FW_H_EnableUserMap
To enable user mapping
In the console tree of ISA Server Management, click Virtual Private Networks (VPN).
In the details pane, click the VPN Clients tab.
On the Tasks tab, click Configure VPN Client Access.
On the User Mapping tab, click Enable User Mapping.
If the user name to be mapped does not include a domain name, select When username does not contain a domain, use this domain. Then, in Domain Name, type the name of the domain to use.
Note
To open ISA Server Management, click Start, point to All Programs, point to Microsoft ISA Server, and then click ISA Server Management.
For ISA Server 2006 Enterprise Edition, expand Microsoft Internet Security and Acceleration Server 2006, expand Arrays, expand Array_Name, and then click Virtual Private Networks (VPN)

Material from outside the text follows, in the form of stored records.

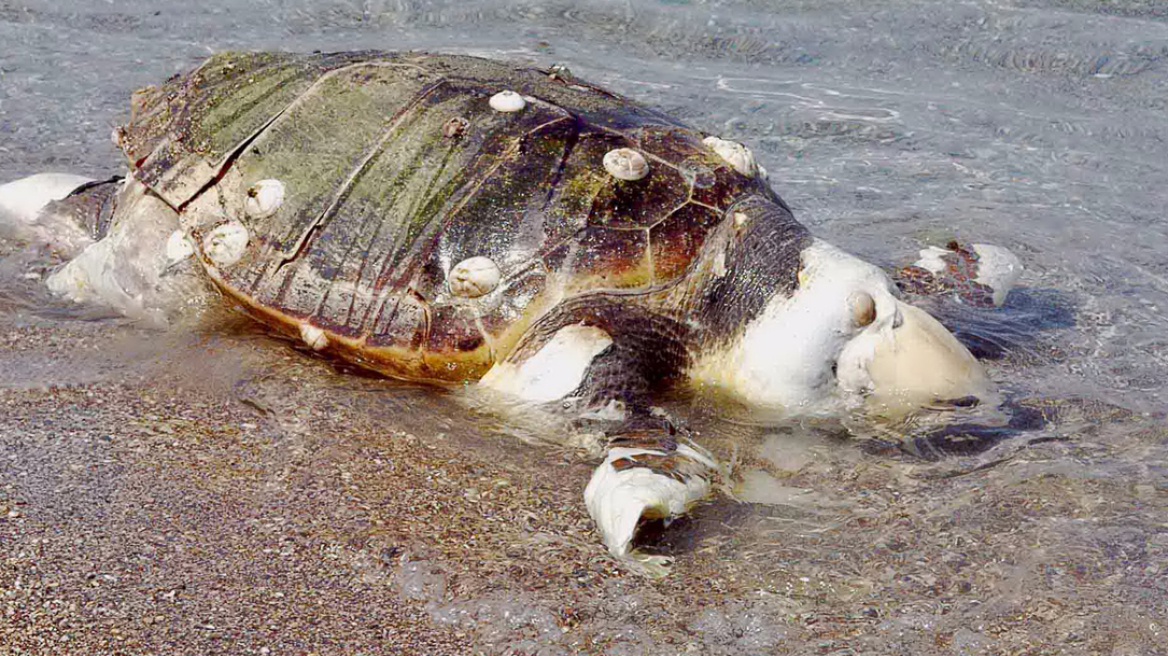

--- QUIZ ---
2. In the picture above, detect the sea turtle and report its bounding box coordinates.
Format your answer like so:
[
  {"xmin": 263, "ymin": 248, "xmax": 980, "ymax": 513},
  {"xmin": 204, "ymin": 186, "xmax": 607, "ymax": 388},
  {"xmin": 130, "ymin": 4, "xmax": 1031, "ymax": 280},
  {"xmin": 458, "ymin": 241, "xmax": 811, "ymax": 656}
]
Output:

For ISA Server 2006 Standard Edition, expand Microsoft Internet Security and Acceleration Server 2006, expand Server_Name, and then click Virtual Private Networks (VPN).
Important
If the Remote Authentication Dial-In User Service (RADIUS) server and ISA Server are in different domains (or if one is in a workgroup), user mapping is supported only for Password Authentication Protocol (PAP) and Shiva Password Authentication Protocol (SPAP) authentication methods. Do not use user mapping if any other authentication method is configured.
User mapping can be used only when ISA Server is installed in a domain. Do not enable user mapping in a workgroup environment.
The user mapping feature is required only when you create a group-based firewall policy. To build a user-based policy, you can define user sets with RADIUS namespaces, instead.